The internal error handler of the robot takes over when there is no error handler created by the user, which would indicate that your error handler is incorrectly defined. Take a look at page 74 of the Technical Reference Manual - Rapid Overview
@xerim the error handler is correctly defined and works for division by 0.
Try this:
MODULE MainModule
FUNC bool CanRobReach(robtarget ToPoint,
PERS tooldata Tool,
\PERS Wobjdata wobj)
VAR jointtarget jdump;
jdump:=CalcJointT(ToPoint,tool\wobj?wobj);
RETURN TRUE;
ERROR
SkipWarn;
RETURN FALSE;
ENDFUNC
PROC main()
CONST robtarget far_away:=[[10000,10000,10000],[0.0208901,-0.980874,-0.19283,-0.016298],[0,0,1,0],[9E+09,9E+09,9E+09,9E+09,9E+09,9E+09]];
CONST jointtarget far_away2:=[[1000,1000,1000,1000,1000,1000], [9E9,9E9,9E9,9E9,9E9,9E9]];
IF CanRobReach(far_away, tool0) THEN
MoveabsJ far_away2, v100,fine, tool0;
ELSE
TpWrite "error caught";
ENDIF
ENDPROC
ENDMODULE
OK, I made a bit of an oversight. I took what you said that the error number was, just as it reads and will be written into the error log as such. BUT, and this is a big but here, Rapid system error numbers are mostly 4 digits some are 3. The 50065 Kinematic error will go into the motion. So what will work is code like this:
PROC Routine1()
MyJointTarget:=CalcJointT(myRobtarget,Tool0);
Stop;
ERROR
TEST ERRNO
CASE ERR_ROBLIMIT:
TRYNEXT;
CASE ERR_OUTSIDE_REACH:
TRYNEXT;
DEFAULT:
Stop;
ENDTEST
ENDPROC
This is a very simple example, tested in RS, goes into error handler. Of course the robtarget is declared way out of reach.
@mkatliar Were you able to get this to work?
@xerim @lemster68
Below is the reply that I got from an ABB engineer:
Unfortunately it is not working like you try to do, MoveAbsJ instruction does not throw any errors when trying to travel to out of reach point.
MoveAbsJ can only handle

Usually robots work in their working envelope and never cross the range border. Only collision errors are handled.

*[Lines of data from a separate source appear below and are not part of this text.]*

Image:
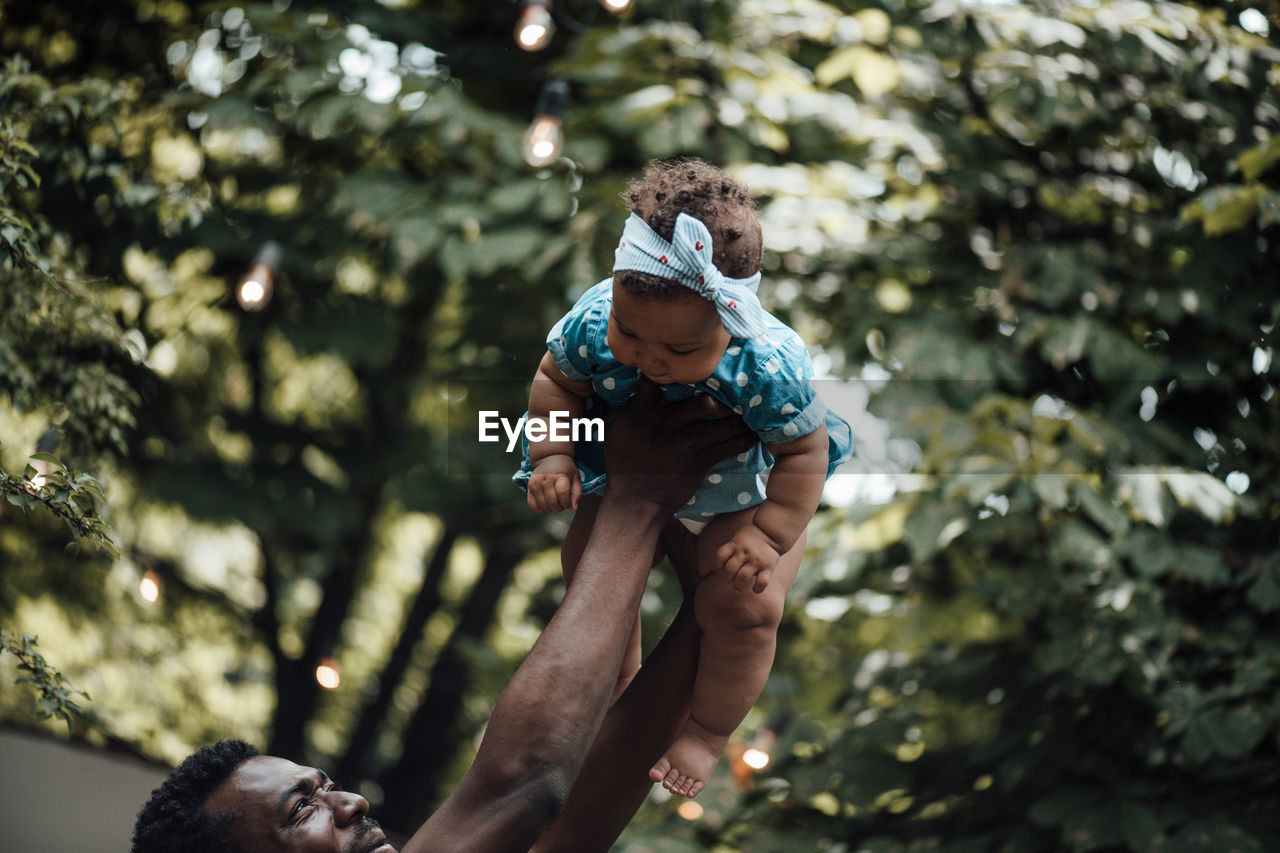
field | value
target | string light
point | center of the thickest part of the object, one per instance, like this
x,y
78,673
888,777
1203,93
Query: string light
x,y
535,27
755,758
544,140
327,674
748,760
689,810
150,587
254,290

You can go around and use function CalcJointT(). CalcJoinT() can throw errors like mentioned below or write Your own error handler.
Please check if GetTrapData instruction is sufficient for you. This instruction should be located in second task to avoid stopping program execution in case of any error in Motion task.
Then you can use SocketCreate or SocketConnect to establish TCP/IP connection between robot controller and PC to exchange data.
So the bottomline is: there is no way to catch a kinematic error and continue the execution of the motion task.